Nothing was written down or submitted to the league office.

Less than 90 minutes after verbally agreeing to the deal with the Flyers, Quebec Nordiques President Marcel Aubut decided that he would take a second deal instead - this one with the New York Rangers. Aubut and the Rangers would verbally agree to a deal.

But wait! The Flyers said that they had a valid agreement and that their verbal agreement with the Nordiques was binding.

After all of that, Nordiques fans would have to wait even longer as the entire situation was pushed into arbitration.


Here is what the two deals looked like:

Philadelphia Deal

Eric Lindros for:

Mike Ricci
Rod Brind'Amour
Mark Recchi
Steve Duchesne
Ron Hextall
Dominic Roussel
Multiple First Round Picks
$15 Million

New York Deal

Eric Lindros for:

Sergei Nemchinov
Tony Amonte
Alexei Kovalev
James Patrick
John Vanbiesbrouck or Mike Richter
Multiple First-Round Picks
$20 Million


There was a five-day arbitration hearing, and it was eventually determined that the deal with the Flyers was enforceable.

The arbitrator, Larry Bertuzzi, stated that Philadephia's phone call to Lindros to determine whether or not he wanted to play for the team was "critical" and that the deal was valid as soon as that happened.


The final deal had to be reworked, as there was a pick in the 1992 NHL Draft included in the deal that couldn't be included, as the deal wasn't finalized at the time.

In the end, the Nordiques ended up getting Lindros for Ron Hextall, Steve Duchesne, Mike Ricci, Kerry Huffman, Peter Forsberg, a first-round pick in the 1993 NHL Draft, $15 million, Chris Simon, a pick in the 1994 NHL Draft and future considerations for Eric Lindros.
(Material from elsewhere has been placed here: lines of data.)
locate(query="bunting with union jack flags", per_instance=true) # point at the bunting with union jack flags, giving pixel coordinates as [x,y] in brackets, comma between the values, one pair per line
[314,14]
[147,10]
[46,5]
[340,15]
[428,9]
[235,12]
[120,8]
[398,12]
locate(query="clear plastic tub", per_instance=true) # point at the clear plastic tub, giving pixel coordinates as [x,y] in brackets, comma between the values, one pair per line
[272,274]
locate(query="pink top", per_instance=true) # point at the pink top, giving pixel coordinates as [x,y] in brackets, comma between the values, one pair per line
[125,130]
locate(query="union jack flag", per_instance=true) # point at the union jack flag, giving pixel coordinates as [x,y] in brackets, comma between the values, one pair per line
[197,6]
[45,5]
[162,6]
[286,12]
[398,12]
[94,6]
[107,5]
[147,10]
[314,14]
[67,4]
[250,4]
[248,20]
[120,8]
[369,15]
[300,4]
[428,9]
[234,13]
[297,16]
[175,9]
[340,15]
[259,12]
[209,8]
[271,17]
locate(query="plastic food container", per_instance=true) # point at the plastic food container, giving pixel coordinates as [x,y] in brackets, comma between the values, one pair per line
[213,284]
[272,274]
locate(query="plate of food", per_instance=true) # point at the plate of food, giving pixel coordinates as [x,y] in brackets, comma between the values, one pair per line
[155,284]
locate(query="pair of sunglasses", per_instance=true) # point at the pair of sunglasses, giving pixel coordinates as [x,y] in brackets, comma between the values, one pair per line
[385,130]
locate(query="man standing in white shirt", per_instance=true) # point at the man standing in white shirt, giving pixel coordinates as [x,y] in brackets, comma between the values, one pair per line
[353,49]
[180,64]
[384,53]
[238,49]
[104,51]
The Rangers accepted the arbitrator's decision, and the NHL elected not to seek to punish the Nordiques.


The Nordiques would eventually move to Colorado, and the pieces from the Lindros trade would result in the Avalanche winning multiple Stanley Cups.

Peter Forsberg was obviously instrumental in the Avalanche's success, though trades involving the likes of Ron Hextall and the 1994 draft pick would ultimately result in the likes of Patrick Roy and Rob Blake arriving with the club.

Eric Lindros, on the other hand, was fantastic while he was healthy, though his career would ultimately be derailed by injuries.